Faut-il adapter la politique salariale en fonction du lieu de résidence ?
Aux Etats-Unis, c'est sans état d'âme que le patron de Facebook a décidé que les salaires seraient ajustés en fonction du lieu de résidence de chacun. Mark Zuckerberg a informé l’an dernier ses salariés que ceux qui décideraient de déménager vers des endroits moins chers que la Silicon Valley, pour espérer augmenter leur pouvoir d’achat, devraient automatiquement accepter une baisse de leur salaire. Celle-ci serait alors contractuellement indexée au coût de leur nouveau lieu de vie dès le 1er janvier 2021. Est-ce que d'autres vont suivre ?

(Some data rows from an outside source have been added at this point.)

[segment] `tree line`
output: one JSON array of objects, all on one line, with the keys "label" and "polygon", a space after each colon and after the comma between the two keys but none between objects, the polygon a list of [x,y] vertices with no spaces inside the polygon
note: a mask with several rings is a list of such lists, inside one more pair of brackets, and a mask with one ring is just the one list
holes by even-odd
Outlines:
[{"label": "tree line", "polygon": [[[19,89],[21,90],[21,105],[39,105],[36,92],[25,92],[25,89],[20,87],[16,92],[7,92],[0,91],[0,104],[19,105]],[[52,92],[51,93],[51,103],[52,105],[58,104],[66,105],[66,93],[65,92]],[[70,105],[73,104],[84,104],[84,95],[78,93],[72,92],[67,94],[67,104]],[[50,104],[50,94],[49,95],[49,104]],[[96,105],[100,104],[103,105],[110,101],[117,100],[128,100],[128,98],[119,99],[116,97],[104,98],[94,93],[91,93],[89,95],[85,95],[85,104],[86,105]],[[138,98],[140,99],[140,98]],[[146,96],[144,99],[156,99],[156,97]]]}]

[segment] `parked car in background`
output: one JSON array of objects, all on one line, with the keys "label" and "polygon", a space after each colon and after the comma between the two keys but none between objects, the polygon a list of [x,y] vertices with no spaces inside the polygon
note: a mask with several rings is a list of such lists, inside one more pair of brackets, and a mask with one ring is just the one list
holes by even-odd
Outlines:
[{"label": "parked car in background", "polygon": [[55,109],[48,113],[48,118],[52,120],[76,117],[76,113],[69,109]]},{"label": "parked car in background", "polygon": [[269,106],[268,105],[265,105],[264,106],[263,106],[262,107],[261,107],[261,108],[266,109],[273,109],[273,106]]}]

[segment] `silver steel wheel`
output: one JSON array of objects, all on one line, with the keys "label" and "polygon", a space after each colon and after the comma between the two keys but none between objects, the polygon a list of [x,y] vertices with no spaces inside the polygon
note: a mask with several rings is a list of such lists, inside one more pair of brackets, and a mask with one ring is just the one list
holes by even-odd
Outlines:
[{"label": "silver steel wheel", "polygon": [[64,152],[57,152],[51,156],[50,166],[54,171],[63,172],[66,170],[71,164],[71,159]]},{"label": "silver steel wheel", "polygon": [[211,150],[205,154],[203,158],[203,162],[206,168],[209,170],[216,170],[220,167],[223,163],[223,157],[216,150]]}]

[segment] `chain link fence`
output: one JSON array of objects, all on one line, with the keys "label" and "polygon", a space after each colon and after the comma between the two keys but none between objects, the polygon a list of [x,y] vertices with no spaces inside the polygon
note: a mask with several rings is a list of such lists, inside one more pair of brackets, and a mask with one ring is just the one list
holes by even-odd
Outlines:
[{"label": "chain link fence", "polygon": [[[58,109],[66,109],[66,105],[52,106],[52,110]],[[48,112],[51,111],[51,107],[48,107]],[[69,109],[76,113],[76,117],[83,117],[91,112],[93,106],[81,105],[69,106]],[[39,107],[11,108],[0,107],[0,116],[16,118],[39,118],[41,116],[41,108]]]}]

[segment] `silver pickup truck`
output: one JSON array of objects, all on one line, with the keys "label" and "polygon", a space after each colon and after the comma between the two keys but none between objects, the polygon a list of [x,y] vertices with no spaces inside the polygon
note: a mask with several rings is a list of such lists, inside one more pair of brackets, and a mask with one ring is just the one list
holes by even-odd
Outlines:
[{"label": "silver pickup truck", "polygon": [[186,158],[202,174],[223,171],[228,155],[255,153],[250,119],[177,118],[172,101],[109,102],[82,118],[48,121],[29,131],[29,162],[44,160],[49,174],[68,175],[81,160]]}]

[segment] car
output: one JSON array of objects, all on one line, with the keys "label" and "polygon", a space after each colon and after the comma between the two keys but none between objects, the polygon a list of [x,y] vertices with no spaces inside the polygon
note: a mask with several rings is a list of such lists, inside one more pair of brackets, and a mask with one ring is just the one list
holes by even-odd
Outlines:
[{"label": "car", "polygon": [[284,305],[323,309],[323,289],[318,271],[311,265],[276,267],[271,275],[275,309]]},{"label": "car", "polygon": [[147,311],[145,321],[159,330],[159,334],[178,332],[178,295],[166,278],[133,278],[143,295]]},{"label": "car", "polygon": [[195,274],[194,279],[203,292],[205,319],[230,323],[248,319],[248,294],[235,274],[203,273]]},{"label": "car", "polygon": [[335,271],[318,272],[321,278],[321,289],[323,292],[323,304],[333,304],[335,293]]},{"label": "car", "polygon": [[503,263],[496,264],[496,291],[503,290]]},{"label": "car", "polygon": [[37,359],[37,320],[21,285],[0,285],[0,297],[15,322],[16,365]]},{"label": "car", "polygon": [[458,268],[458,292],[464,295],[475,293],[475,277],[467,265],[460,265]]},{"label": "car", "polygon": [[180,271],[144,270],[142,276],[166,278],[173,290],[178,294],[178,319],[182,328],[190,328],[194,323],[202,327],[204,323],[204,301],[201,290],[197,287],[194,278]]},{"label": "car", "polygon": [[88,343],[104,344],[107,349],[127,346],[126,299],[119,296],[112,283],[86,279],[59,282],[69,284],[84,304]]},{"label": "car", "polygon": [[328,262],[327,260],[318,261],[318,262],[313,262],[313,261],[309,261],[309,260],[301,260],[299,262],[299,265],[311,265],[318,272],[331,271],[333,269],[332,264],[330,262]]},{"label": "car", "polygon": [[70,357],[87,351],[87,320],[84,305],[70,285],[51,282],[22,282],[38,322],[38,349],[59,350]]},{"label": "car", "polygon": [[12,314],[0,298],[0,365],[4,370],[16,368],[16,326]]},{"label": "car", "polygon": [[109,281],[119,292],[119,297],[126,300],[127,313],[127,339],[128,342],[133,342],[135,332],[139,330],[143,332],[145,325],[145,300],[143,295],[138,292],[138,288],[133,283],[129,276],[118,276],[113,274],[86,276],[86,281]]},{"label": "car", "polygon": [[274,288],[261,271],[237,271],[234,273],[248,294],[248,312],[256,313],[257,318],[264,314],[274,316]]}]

Ce serait en effet un changement complet de modèle. Pour attirer les talents et leur permettre de se loger à proximité de leur lieu de travail, Facebook et les autres géants du numérique avaient jusque là fait le choix de proposer les rémunérations parmi les plus élevées du monde. Un salaire mirobolant complété par de nombreux avantages : navettes pour se rendre sur site, déjeuners gratuits, salles de sport et de jeux à disposition, etc.
La persistance de la crise et donc la généralisation du télétravail pourraient alors avoir de sérieuses conséquences.
Vers un risque de salaire tiré vers le bas ?
Cette nouvelle donne, impulsée par Facebook, pourrait en effet ouvrir le champs du recrutement : pourquoi ne pas chercher des compétences à l'étranger, en Inde ou en Chine, pays où le coût du travail est relativement moins élevé qu’en Europe ? A l’image de ce qui peut déjà se pratiquer dans le cadre de la sous-traitance. Le terrain de chasse des recruteurs n'aurait plus de limites géographiques en quelque sorte. Même si on peut supposer quand même que les postes les plus stratégiques, ou encore ceux de cadres dirigeants seraient relativement épargnés par ce type de pratique. A ces postes clé, il apparait évident qu’il faut partager un héritage culturel commun avec ses clients pour concevoir des projets qui les touchent.
Aussi, le facteur humain a une importance cruciale dans la performance d’une entreprise. Les interactions humaines contribuent à lever certains blocages et permettent de travailler ensemble plus efficacement. Ne serait-ce que pour des raisons pratiques : si les collaborateurs sont disséminés dans différents pays, avec différents fuseaux horaires ce qui induit des décalages horaires, ils vont avoir du mal à se parler. Impossible aussi dans ces conditions d’obtenir des réponses rapides en cas d’urgence. Or la réactivité est plus que jamais importante aujourd’hui, on le voit, avec la crise sanitaire que nous vivons actuellement. Enfin, se pose une question d’éthique. Car cette nouvelle manière de procéder induit que les connaissances, les compétences et les capacités de chacun n’auraient plus la même valeur en fonction de l’endroit où il se trouve.
Pour le moment, en ce qui concerne le recrutement, le législateur français n’a pas prévu la possibilité d’adapter la politique salariale en fonction du lieu de résidence. Ce qui empêche l’initiative de baisser les rémunérations sur ce critère. Un autre obstacle de taille s’oppose aussi à cette manière de procéder : le fait que la politique salariale soit l’un des trois premiers critères de motivation et d'implication des collaborateurs. Nous savons qu’il faut mettre à disposition des salariés des moyens pour aller chercher de la performance. L’espérance de gains élevés va les pousser à s’investir davantage dans leurs missions. Or, en recrutant avec une politique salariale reposant non plus sur des critères de compétences mais sur des critères de résidence, peut-on motiver les collaborateurs et une équipe de manière durable ?
On peut aussi considérer à l’inverse que l’ouverture de la résidence par le télétravail va pour certains postes offrir une qualité de compétences difficile à attirer par ailleurs.
Le sujet est en pleine réflexion à l’heure ou les accords de télétravail vont être étudiés et modifieront de façon durable la relation au lieu physique de l’entreprise.